Let’s Vote Defiantly

This time feels different, and not just because in-person voting will now be open for 10 days in LA County.

This political moment feels like the most pivotal in my lifetime. We have a choice to make that will define the rest of the decade and affect all of our lives to come.

Overstatement? I doubt it. Can you imagine the 1960s if Nixon had been president instead of Kennedy, or the 1980s if Reagan lost to Jimmy Carter? Rehashing the 2000 election is triggering for many, but few could deny how the aughts would be different if Al Gore had presided instead of George W. Bush.

Yet 2020 feels different, despite also being an election year at the start of a new decade. Perhaps it is recency bias, but today feels like some of the most polarized our politics have ever been. The respectability and civility that are so often demanded of those on the periphery of society have been absent in the White House, setting the tone for our political culture.

These times have simultaneously driven people towards and away from politics, with the latter believing it to be “too messy” and generally unpleasant. Those observations are valid, and the proof isn’t ever far out of sight on Twitter. More importantly, being a student is exhausting, and the cost of living in LA demands so much of our energy.

Meanwhile, by fate, dumb luck or divine will, I have drifted towards politics. To be clear, I am an exception, in that I was imbued with some natural passion for it, along with an ego big enough to sustain my involvement in it, and the privilege (especially financial) to invest so much of my energy into it.

This is damning, for our country and society, because privilege ought not decide whether or not someone engages in our politics. Democracy is a doomed lie if the largest portion of the population is set up to fail like this, and never incentivized or empowered otherwise to participate.

Indeed, ours is a dire moment, but in it I also see potential and opportunity, to create a more just and considerate world. We should vote defiantly. Those with the privilege of time or experience, should assist and empower our family and neighbors to participate, so that we uplift the whole of our communities.

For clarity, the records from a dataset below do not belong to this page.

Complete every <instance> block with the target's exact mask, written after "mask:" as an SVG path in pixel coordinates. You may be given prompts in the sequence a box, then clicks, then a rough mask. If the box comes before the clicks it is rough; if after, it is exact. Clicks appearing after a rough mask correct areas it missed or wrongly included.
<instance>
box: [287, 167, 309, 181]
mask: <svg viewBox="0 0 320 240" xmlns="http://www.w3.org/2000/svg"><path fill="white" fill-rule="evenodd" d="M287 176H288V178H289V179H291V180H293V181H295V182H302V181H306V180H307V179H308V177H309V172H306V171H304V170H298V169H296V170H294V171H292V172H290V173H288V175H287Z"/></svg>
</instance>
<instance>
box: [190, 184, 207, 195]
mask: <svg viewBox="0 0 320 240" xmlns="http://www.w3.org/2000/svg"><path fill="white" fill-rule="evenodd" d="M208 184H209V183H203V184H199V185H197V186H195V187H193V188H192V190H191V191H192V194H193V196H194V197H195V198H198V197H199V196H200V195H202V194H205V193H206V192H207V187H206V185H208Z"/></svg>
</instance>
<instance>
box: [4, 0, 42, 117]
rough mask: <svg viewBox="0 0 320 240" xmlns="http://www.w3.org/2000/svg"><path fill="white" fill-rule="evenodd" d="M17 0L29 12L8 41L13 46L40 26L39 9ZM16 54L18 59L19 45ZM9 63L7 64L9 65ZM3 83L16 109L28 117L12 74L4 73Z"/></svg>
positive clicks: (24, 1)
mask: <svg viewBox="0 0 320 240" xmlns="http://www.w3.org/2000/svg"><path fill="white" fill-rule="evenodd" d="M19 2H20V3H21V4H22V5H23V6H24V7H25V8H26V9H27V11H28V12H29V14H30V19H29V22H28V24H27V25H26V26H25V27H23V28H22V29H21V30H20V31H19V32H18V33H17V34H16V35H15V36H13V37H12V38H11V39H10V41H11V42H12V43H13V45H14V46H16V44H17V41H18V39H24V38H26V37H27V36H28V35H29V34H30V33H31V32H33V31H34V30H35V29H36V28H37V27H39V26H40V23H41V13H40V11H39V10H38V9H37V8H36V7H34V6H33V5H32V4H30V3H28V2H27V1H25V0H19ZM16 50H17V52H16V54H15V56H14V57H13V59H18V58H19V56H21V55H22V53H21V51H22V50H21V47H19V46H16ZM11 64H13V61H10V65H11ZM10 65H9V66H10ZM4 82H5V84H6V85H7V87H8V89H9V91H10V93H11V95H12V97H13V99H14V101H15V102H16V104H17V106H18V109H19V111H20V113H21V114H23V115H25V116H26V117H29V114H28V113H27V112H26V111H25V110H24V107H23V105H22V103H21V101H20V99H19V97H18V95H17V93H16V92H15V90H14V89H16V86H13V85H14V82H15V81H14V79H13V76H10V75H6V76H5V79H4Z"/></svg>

Voting is not everything, but it is a tangible and accessible first step towards the justice we deserve. For instance in this election, the possibility of war, deportations and healthcare rights are just a few real consequences that will be for us to determine. Local issues are even less publicized than these, and matter just as much to our immediate communities, where our everyday lives are affected.

Lastly, on the messiness of politics, understand that it is no accident. Your voice should be actively coveted in government, to ensure a healthy democracy, but it is not. Other voices, groups and classes are given priority over you. The ails of our society reflect as much.

But I’m excited by what we can get done together. A new decade is here, just as we prepare to enter our careers after college. I like our odds.